Even at therapeutic dosing, tramadol is known to cause seizures that typically respond to benzodiazepines. The minimum dose required to induce seizures has been difficult to define. However, in 1 study 11% of the patients had a seizure following a median ingested dose of 2100 mg tramadol;³ fatalities in adults have occurred with 5000-mg ingestions.² In pediatric patients, Stassinos et al⁴ found that serious toxicity was rare, with respiratory depression and seizures occurring in 0.6% of patients with median doses of 225 mg (range, 50–600 mg) and 525 mg (range, 50–1050 mg), respectively. In pediatric case reports, minimum doses of 4.8 mg/kg have been associated with adverse effects. Coingestions with a selective serotonin reuptake inhibitor or a monoamine oxidase inhibitor increase the theoretical risk for serotonin toxicity, although notably 1 study failed to show this association out of 71 patient cases reviewed.³

Proposed mechanisms for tramadol-associated nephrotoxicity have included rhabdomyolysis, secondary amyloidosis, and decreased renal perfusion. Our patient only had a modest rise in serum CK making it unlikely that rhabdomyolysis contributed to her renal impairment. Multiple rat models have shown acute kidney injury following tramadol overdose.^5–7 Large doses of μ-receptor agonists are known to decrease renal perfusion due to decreased systemic arterial blood pressure in conjunction with increased antidiuretic hormone secretion and increased sympathetic outflow.
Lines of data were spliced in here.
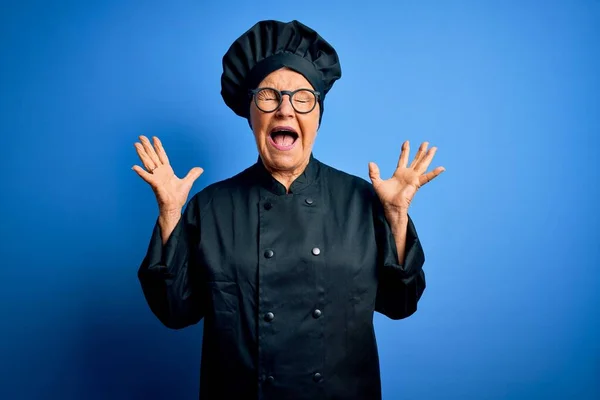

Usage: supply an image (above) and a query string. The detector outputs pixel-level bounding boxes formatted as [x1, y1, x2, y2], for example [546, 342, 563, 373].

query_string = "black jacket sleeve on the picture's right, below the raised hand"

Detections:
[375, 202, 425, 319]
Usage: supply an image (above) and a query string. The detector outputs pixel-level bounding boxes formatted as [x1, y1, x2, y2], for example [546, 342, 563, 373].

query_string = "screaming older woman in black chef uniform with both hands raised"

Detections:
[133, 21, 444, 400]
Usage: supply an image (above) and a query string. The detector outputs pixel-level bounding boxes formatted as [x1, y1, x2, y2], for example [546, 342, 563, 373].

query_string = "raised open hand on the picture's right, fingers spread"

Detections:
[369, 141, 445, 214]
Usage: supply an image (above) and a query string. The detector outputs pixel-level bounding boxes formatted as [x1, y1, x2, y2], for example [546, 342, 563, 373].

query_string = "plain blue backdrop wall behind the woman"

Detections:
[0, 0, 600, 399]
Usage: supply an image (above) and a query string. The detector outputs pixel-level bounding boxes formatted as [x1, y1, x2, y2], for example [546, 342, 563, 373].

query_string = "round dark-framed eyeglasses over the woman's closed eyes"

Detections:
[250, 88, 320, 114]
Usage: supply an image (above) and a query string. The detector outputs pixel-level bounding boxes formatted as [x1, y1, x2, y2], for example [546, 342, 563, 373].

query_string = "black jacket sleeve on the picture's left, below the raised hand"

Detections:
[138, 198, 204, 329]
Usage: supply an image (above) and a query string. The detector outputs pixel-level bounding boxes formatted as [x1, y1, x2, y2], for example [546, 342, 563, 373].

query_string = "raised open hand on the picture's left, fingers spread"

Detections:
[132, 135, 204, 216]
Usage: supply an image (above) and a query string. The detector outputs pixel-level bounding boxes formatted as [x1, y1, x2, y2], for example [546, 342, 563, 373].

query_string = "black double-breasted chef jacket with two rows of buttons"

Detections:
[138, 154, 425, 400]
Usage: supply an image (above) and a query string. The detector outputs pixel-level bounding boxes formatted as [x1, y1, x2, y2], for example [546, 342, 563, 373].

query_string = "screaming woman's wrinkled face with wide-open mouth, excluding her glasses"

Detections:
[250, 68, 319, 174]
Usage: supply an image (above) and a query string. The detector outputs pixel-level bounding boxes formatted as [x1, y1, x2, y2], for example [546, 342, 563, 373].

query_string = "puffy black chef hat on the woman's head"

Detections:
[221, 20, 342, 122]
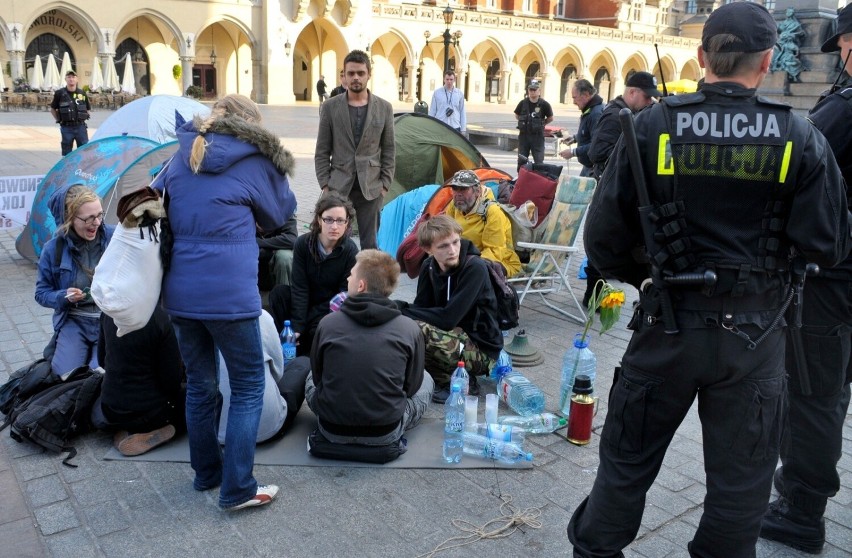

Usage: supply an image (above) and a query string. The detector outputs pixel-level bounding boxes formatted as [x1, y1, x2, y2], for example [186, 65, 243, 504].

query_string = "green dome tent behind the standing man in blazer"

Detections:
[384, 112, 489, 204]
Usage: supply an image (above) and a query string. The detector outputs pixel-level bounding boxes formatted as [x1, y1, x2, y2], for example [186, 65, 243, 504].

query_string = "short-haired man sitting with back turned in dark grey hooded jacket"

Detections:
[305, 250, 435, 446]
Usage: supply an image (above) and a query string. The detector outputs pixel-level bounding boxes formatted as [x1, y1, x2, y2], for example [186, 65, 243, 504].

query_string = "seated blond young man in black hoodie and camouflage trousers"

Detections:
[396, 215, 503, 403]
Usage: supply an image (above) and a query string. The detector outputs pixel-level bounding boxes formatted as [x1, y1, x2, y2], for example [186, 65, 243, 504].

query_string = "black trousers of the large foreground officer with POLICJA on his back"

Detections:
[568, 306, 786, 558]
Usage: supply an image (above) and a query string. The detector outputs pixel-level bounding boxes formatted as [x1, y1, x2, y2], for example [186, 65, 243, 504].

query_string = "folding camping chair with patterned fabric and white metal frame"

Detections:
[509, 172, 596, 323]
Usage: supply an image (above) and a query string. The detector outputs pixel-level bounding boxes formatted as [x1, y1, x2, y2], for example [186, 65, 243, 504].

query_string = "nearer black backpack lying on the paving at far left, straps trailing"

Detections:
[0, 366, 103, 467]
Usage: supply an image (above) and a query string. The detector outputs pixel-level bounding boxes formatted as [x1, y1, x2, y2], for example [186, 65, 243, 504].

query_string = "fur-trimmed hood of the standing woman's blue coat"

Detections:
[177, 115, 295, 178]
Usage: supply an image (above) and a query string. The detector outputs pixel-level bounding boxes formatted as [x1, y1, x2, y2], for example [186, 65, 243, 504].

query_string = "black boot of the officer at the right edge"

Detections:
[760, 497, 825, 554]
These actions lead to transient decrease in urinary flow rate and glomerular filtration rate. It is likely that transiently decreased renal perfusion played a large role in the acute kidney injury that our patient developed and required only supportive IV fluids.

Conclusion

We described a case of isolated acute renal impairment following a tramadol overdose that resolved without significant intervention over 6 days. Although renal impairment has rarely been reported following tramadol overdose, it is typically associated with rhabdomyolysis or multiorgan failure. Providers should be aware that transient acute renal impairment following acute ingestions of large doses of tramadol could occur independently, but may not require aggressive intervention.